El gobierno brasileño, encabezado por el presidente Luiz Inácio Lula da Silva, ha intensificado su lucha contra la minería ilegal en el territorio indígena Munduruku. Esta región, ubicada en la selva amazónica, enfrenta daños ambientales y crisis de salud pública debido a la actividad minera no regulada. Las comunidades indígenas de esta área, entre ellas los pueblos Munduruku y Apiacá, se ven directamente afectadas por el impacto de la minería.
La minería ilegal en el Amazonas se ha convertido en un problema creciente, impulsado principalmente por la alta demanda de oro. En el caso de la reserva Munduruku, el uso de mercurio para la extracción de oro contamina los ríos de los que dependen las comunidades indígenas. Este tipo de minería no solo afecta la fauna y flora local, sino también la salud de los habitantes, quienes están expuestos a niveles peligrosos de mercurio y otras sustancias tóxicas.
Contaminación por mercurio y problemas de salud
El uso de mercurio en la minería de oro genera graves problemas de contaminación en las aguas y en los alimentos que consumen las comunidades indígenas. Esta sustancia tóxica, utilizada para separar el oro de otros minerales, contamina los ríos y provoca efectos adversos en la salud humana y en el ecosistema. Los habitantes del territorio Munduruku, especialmente los niños y los ancianos, enfrentan riesgos elevados de sufrir enfermedades neurológicas y otros problemas de salud a causa de la exposición constante al mercurio.

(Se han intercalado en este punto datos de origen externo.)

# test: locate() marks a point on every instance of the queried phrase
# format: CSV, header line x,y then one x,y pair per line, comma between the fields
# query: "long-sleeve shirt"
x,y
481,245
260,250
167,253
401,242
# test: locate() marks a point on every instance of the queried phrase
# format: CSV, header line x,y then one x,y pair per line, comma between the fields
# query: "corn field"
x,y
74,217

Además, la minería ilegal en territorios indígenas ha incrementado la propagación de enfermedades como la malaria. La llegada de mineros no autorizados, conocidos como “garimpeiros”, a estas zonas facilita el brote de epidemias y pone en peligro la vida de quienes habitan en estas reservas.
Plan de intervención del gobierno brasileño
Para frenar la minería ilegal en la reserva Munduruku, el gobierno de Lula da Silva ha implementado un plan de acción que involucra a varias agencias federales. El operativo, dirigido por el Ministerio de Defensa en conjunto con la agencia de asuntos indígenas Funai y otras entidades, busca desmantelar la infraestructura de los mineros ilegales. Una de las estrategias clave consiste en cortar el suministro de recursos a los “garimpeiros” mediante la identificación y cierre de 21 pistas de aterrizaje informales que abastecen las actividades mineras en la zona.

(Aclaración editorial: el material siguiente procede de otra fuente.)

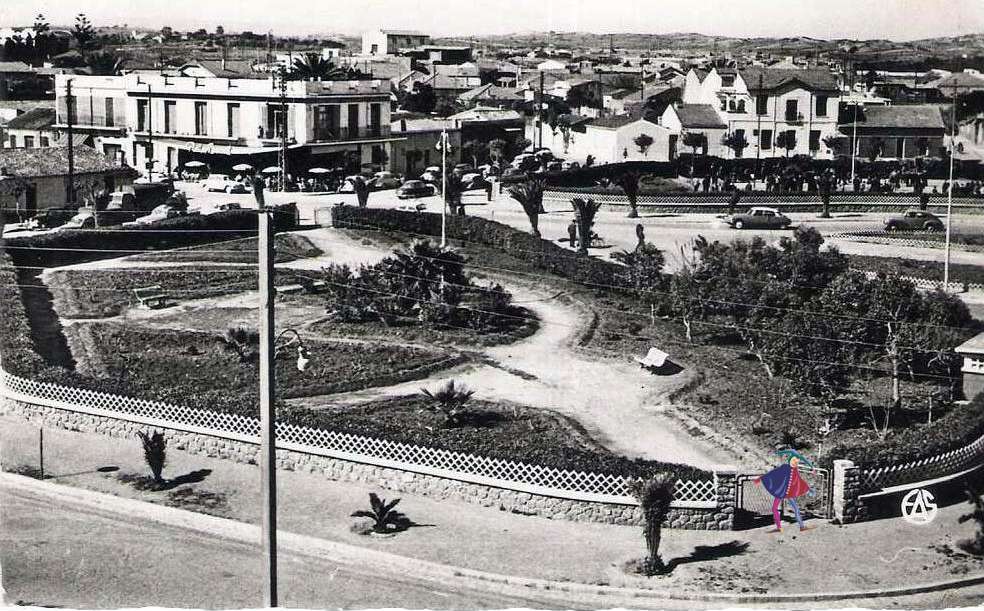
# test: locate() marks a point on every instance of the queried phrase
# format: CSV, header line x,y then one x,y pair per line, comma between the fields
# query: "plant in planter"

Nilton Tubino, coordinador de operaciones en la región, explicó que la operación también cuenta con el apoyo de los reguladores de combustible y aviación de Brasil. Este enfoque permite reducir significativamente el acceso a insumos esenciales para la minería ilegal, como el combustible, y limita la capacidad de los mineros para continuar sus actividades.

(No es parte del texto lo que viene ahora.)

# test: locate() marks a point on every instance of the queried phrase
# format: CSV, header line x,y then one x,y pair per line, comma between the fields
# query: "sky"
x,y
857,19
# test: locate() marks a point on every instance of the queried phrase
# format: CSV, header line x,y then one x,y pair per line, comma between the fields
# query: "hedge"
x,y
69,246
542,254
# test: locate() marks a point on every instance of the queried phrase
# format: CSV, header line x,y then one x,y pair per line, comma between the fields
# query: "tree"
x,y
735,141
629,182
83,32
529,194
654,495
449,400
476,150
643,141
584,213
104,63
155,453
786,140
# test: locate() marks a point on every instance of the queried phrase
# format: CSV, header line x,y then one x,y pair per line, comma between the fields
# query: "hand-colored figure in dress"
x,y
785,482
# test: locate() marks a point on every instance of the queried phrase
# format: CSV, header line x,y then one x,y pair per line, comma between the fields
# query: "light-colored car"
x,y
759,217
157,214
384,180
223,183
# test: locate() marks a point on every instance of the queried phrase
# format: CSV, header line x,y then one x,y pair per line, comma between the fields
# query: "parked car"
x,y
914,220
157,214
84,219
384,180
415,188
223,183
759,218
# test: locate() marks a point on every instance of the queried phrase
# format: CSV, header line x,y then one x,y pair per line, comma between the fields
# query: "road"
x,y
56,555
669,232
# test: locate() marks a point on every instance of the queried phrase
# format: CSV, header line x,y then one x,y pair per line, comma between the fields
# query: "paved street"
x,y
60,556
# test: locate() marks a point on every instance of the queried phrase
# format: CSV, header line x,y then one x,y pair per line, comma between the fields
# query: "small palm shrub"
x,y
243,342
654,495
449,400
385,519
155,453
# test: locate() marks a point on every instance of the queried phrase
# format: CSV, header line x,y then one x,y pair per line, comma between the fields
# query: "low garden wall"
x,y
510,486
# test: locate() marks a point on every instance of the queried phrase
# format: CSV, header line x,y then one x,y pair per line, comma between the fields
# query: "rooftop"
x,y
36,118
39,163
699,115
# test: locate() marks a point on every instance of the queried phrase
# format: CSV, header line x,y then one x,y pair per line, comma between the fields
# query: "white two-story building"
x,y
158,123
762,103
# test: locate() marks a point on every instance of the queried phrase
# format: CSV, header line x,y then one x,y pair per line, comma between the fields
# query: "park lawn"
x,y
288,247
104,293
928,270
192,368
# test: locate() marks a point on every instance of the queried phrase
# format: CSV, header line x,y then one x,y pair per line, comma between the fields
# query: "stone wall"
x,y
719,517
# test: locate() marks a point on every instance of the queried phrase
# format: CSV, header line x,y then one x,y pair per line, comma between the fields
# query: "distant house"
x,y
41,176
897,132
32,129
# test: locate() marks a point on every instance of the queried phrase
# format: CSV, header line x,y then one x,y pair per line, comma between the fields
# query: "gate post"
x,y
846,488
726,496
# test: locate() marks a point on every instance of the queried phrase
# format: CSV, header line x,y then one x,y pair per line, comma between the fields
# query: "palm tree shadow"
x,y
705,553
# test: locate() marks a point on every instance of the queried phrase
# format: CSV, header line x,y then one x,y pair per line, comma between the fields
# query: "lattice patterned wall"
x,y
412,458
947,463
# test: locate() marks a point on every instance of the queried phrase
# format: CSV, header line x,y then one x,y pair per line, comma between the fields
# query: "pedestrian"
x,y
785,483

Avances en la reducción de minería ilegal
Las autoridades brasileñas han reportado avances en la reducción de la minería ilegal en la reserva Munduruku. Un informe de la agencia gubernamental Censipam indicó que, durante el último año de la administración de Jair Bolsonaro, la reserva Munduruku experimentó un aumento de sitios de minería ilegal, con 388 nuevos puntos identificados en 2022. Sin embargo, este número cayó a 128 en 2023, y hasta el momento, solo se han registrado 23 nuevos sitios en 2024. Estos resultados reflejan el impacto de las políticas de control y monitoreo que el gobierno ha implementado para proteger los territorios indígenas.
Las acciones en la reserva Munduruku representan un esfuerzo crucial por parte del gobierno brasileño para recuperar y preservar los territorios indígenas de la Amazonía. A través de una estrategia enfocada en cortar el suministro y desmantelar la infraestructura de la minería ilegal, el gobierno busca proteger tanto el medio ambiente como la integridad de las comunidades indígenas que han habitado estas tierras durante siglos.